Synergy EES is one of the new generation thin strut stents with abluminal bioabsorbable polymer and has shown good clinical and procedural results in several studies [[7], [8], [9], [10], [11], [12], [13]].

In the EVOLVE II trial, target lesion failure (TLF) and TLR rates were 6.7 and 2.6% at 1 year, respectively [8].

In the all-comers BIO-RESORT study, the 1-year TLF and TLR rates in the Synergy arm were 4.0% and 2.0% respectively [11].

In a large registry conducted in Asia, despite the vast majority of patients having complex lesions (type B2 or C), 1-year TLF rate was 5.8% and TLR rate 1.3% [23].

In another registry of 185 high bleeding risk patients who underwent short dual-antiplatelet therapy (DAPT) (78.4% with discontinuation by 3 months), no stent thrombosis was reported and only three patients required target-vessel revascularization at 1 year [24].

A sub-study from the Swedish SCAAR registry made a comparison between Synergy EES and other new generation DES showing that the cumulative rate of restenosis (1.1% vs. 1.0%, adjusted HR: 1.24; 95% CI: 0.88–1.75; P = 0.21) and stent thrombosis (0.4% vs. 0.5%, adjusted HR: 0.97; 95% CI: 0.63–1.50; P = 0.17) up to 1 year were low in both the Synergy and other new generation DES group [12].
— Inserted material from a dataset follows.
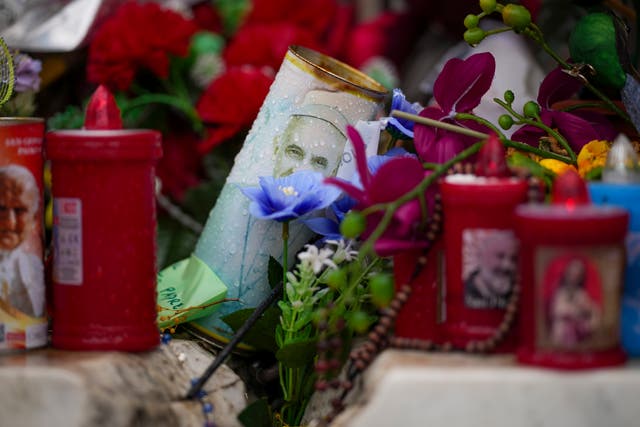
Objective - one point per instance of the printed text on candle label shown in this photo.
(67, 241)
For what concerns the acute setting, in a recent multicenter registry enrolling 1008 patients with ACS treated with PCI and Synergy EES, the primary endpoint (composite of cardiac death, myocardial infarction and target lesion revascularization) occurred in 3% of the population at 12 months, confirming the good performance of the device [25].

The Xlimus SES has similar characteristics and structure as the Synergy EES, with additional features designed to improve its trackability across complex anatomy, such as an innovative hydrophilic-coated shaft and an extra-low tip profile (crossing profile 0.90 mm).

The biggest study available on the Xlimus is a prospective registry on 200 consecutive patients with 255 complex de novo lesions. The stent showed good technical performance with a delivery success rate of 98% in patients and in 98.4% of lesions. Xlimus SES was successfully implanted on the first attempt with a single guidewire in 88% of patients and in 81.6% of lesions. Additional techniques to facilitate stent delivery (i.e., buddy wire, anchoring-balloon or child-in-mother catheter) were necessary in 18.4% of lesions. Implantation failure was seen in 4 lesions (1.6%). Moreover, although the sample size was relatively small, the 9% rate of MACE at 12 months was comparable to what has been reported in other studies on 2nd- and 3rd-generation DES [26,12].

Trial status

Recruitment started in February 2019 and is estimated to be completed in December 2020.

Conclusions

The XLIMIT trial will provide insights into the endothelialization process of the Xlimus sirolimus eluting stent compared to the Synergy everolimus eluting stent. Although not powered for clinical end-points, a “minimally” selected population is of particular significance as it will test the real-world performance of the new device.

Conflict of interest

The authors report no relationships that could be construed as a conflict of interest.